AGEING is a biological function. From the moment of conception we age by seconds, minutes, hours, days, months, and years. And there are genetic factors that may enhance or disadvantage a person.

Stating this, Mr Gerard Ee, who at 59 years of age is still active in the social sector service, denied that ageing itself was an issue, and went on to emphasise that how well we live our life when we are older was paramount to successful ageing.

He was speaking to some 140 TRAC seniors on Oct 17 at Methodist Centre on “Successful Ageing”.

Outlining four stages of human development as infancy, adulthood, old age and end-of-life issues, he advanced the thesis that successful ageing was predicated on living well in the preceding stages. It was important, he added, “that even children are made aware of the stages of life and the consequences of their decisions”.

He touched on enhanced life-expectancy and its implication for active ageing. He stated that the Council For Third Age had identified six areas – social, intellectual, physical, vocational, emotional and spiritual – for one to attend to and feel well.

Giving his reflections on these six areas, he said: “Social – whilst ideally the family should be the core of one’s relationship, it will growingly be a challenge. The one-child family means that his or her own children will have no cousins. Also, more people have been choosing to remain single. Thus, in the future, individuals will have to depend on social networks – friends to share and grow old together.”

“Intellectually – brain cells die and are replaced continuously. However, once we reach adulthood our brain cells stop replacing themselves whilst continuing to decay. Fortunately our mental capacity depends less on the brain cells and more on the connections between cells, the synapses. Connections are made by challenging the brain and that is why older Japanese engage in working out sudoku puzzles.”

“Physical – muscles will weaken unless kept in tone. It is important to adopt a regime whereby as many of one’s muscles are being used – a combination of walking, stretching and lifting of light weights will do the trick but the options are many.”

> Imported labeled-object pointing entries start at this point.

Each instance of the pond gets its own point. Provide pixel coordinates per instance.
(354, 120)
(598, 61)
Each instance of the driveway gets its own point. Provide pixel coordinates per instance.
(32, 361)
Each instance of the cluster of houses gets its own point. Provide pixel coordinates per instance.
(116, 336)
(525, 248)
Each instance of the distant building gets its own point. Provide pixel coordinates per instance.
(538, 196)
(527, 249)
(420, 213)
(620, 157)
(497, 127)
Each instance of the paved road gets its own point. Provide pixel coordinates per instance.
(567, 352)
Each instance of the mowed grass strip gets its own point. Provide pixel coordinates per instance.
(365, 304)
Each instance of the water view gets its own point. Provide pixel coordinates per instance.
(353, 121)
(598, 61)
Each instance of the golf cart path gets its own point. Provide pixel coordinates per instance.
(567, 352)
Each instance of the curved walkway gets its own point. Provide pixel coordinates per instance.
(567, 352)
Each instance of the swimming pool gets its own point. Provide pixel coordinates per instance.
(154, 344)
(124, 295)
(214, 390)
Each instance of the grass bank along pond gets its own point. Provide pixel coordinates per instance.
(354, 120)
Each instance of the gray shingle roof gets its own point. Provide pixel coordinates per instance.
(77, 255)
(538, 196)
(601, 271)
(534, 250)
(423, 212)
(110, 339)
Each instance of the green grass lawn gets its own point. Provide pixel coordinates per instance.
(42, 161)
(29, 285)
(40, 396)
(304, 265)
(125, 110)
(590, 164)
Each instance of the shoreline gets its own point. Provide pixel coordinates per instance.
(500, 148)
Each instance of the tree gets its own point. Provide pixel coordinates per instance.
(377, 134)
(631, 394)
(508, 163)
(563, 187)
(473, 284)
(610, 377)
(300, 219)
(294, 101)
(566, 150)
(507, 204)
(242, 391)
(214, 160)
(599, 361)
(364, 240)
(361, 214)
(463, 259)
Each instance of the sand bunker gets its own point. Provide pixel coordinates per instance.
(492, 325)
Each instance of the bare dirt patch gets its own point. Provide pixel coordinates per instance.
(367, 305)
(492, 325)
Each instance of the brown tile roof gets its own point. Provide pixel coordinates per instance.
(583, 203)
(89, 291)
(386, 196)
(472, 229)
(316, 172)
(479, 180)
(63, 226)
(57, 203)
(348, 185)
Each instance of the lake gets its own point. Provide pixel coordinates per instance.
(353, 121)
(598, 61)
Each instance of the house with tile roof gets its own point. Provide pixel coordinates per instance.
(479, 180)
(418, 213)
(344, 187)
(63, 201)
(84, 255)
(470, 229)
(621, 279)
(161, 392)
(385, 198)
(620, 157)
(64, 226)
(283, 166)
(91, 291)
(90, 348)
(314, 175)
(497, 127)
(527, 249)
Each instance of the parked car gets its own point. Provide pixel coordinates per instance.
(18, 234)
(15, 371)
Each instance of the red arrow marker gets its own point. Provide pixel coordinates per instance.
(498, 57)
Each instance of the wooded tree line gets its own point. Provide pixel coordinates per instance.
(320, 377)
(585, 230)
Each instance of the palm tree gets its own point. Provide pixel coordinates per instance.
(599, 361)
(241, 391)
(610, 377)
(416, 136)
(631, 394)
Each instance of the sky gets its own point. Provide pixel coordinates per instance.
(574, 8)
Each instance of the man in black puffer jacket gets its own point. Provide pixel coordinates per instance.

“Vocational – being engaged is important as it provides one with a compelling reason to get out of bed. Those who are well-provided for can volunteer their services while others will have to look for paying jobs. Being engaged gives one that feeling of usefulness and a purpose in life.”

“Emotional – in one’s younger days one tends to be on the go. In our later years we tend to want to share our feelings and feel needed or appreciated. Sometimes there is the temptation to dwell with regrets. At other times one looks back and assess whether it has all been worth the while.”

“Spiritual – as we approach the end of the marathon it is natural to reflect on the afterlife. As Christians we are perhaps privileged in that we have our religion to guide us. If we live in true faith we should not fear the end of life but rather be excited that we can finally return home to the Lord. If we lack faith then as we grow older we will be filled with the fear of death.”

Finally he said: “Developing in all areas is important towards achieving a sense of well-being. No point in having money but poor health. No point in having money and great health but no one to share with, and so on. Be mindful of these matters to successfully live out the remainder of one’s life. Be excited about the remaining 20 to 30 years of your life after retirement.”